The Meaning of Photography (to me)

// Rant alert, and several photography-flashbacks. Dips into a negative ditch but ends on a positive note //

Let's start with a single photography that I managed to scavenge out of the remainders of creativity and passion lying deep in my cerebral cortex.

Not my usual type of photography, but I wanted to explore a bit.
Don't worry, I'm not naked. I'm wearing socks!
Something that's been on my mind for a while is the dynamic that photography has had in my life in recent times.

With an ever-increasingly busy life with exams and assignments and greater responsibilities, photography has slowly diminished in my life, though some may argue otherwise. As you may know, I've started to enter into the event-photography business, and consequently, things have taken a radical change.

Although it is true that I take my camera with me far more often than I used to -- almost every outing of some significance will have 'Manjekah + camera' attending -- but slowly along the way something changed. Yes, I document events by taking photographs, and enjoy it none-the-less, but something that has changed in the last year is the meaningful photography that I take.

Now you may argue that 'meaningful' is subjective, and I completely agree. I think that the photographs I currently take do 'mean' something to people -- that is, most of my photographs today are for events and/or documentive sake. For 'memories', I suppose, which is a good thing.

But for me, the original purpose and reason I became so interested in photography was for meaning. For taking photographs for the sake of taking photographs -- because I loved it. Today I find myself taking ordinary photographs of 'special' things like birthday cakes and group photos, which isn't all that bad, but I've somehow lost my ability to take photos of seemingly meaningless things and made them into something worthwhile taking photos of.

A chess set isn't all that interesting, really. That didn't stop me in the past, but today it probably would.

I used to take photographs not because of an event, but because of an idea. There would be no 'special day' such as a twenty-first birthday or charity event. It was not because I was 'going to the Night Noodle Markets' or some festival. It was because I had a passion and I genuinely wanted to take photos of something, just because.

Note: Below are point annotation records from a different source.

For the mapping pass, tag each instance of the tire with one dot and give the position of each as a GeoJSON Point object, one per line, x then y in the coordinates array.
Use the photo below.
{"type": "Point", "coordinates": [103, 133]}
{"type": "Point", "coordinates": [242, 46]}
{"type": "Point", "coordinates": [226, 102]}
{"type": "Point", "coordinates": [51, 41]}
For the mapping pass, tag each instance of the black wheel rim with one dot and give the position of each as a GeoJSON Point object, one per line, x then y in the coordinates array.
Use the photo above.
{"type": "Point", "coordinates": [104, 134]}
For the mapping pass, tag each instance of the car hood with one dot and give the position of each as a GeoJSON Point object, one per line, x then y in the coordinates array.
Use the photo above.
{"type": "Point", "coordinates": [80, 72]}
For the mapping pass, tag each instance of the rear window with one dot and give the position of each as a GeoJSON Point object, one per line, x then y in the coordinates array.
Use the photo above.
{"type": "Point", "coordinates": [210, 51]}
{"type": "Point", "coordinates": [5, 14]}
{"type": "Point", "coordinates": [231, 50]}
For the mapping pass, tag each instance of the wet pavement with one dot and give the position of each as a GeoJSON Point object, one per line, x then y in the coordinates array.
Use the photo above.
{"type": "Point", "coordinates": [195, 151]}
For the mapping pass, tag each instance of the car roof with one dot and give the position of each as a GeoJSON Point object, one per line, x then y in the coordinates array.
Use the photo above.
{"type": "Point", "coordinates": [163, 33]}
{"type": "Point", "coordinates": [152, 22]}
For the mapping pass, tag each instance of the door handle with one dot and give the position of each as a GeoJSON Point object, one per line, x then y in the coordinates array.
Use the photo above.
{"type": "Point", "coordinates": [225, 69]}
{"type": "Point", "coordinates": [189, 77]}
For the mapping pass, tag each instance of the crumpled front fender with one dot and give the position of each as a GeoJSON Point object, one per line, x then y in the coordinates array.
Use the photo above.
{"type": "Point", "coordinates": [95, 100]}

There's nothing quite interesting about a train station that I visit almost every second day, but that used to be irrelevant.
I would pour so much effort, time, and thought into perfecting these photographs. And I would finish with so much pride and beaming courage.

But now, every time I edit photographs I groan. I dread and complain about the time and effort that I'm forced to put into these photographs because I know I'm not doing them for myself. I'm doing them because I feel obliged to, or for someone else. That's not what photography ought to mean.

Sometimes I'm not even sure if I should introduce myself as someone who 'loves photography' anymore, because sometimes I'm not sure if that's true anymore.

I was reminded (by Facebook's 'On This Day' feature) that about one year ago I took my 'AFL' first photo (A Fine Line, a project which initially started as a way to depict my brother growing up, question the line between adulthood and childhood, and also challenge the notion that adults cannot be childish, and vice-versa). I had intended to contribute to it twice a year -- every six months -- but I had missed both my six month and twelve month due date.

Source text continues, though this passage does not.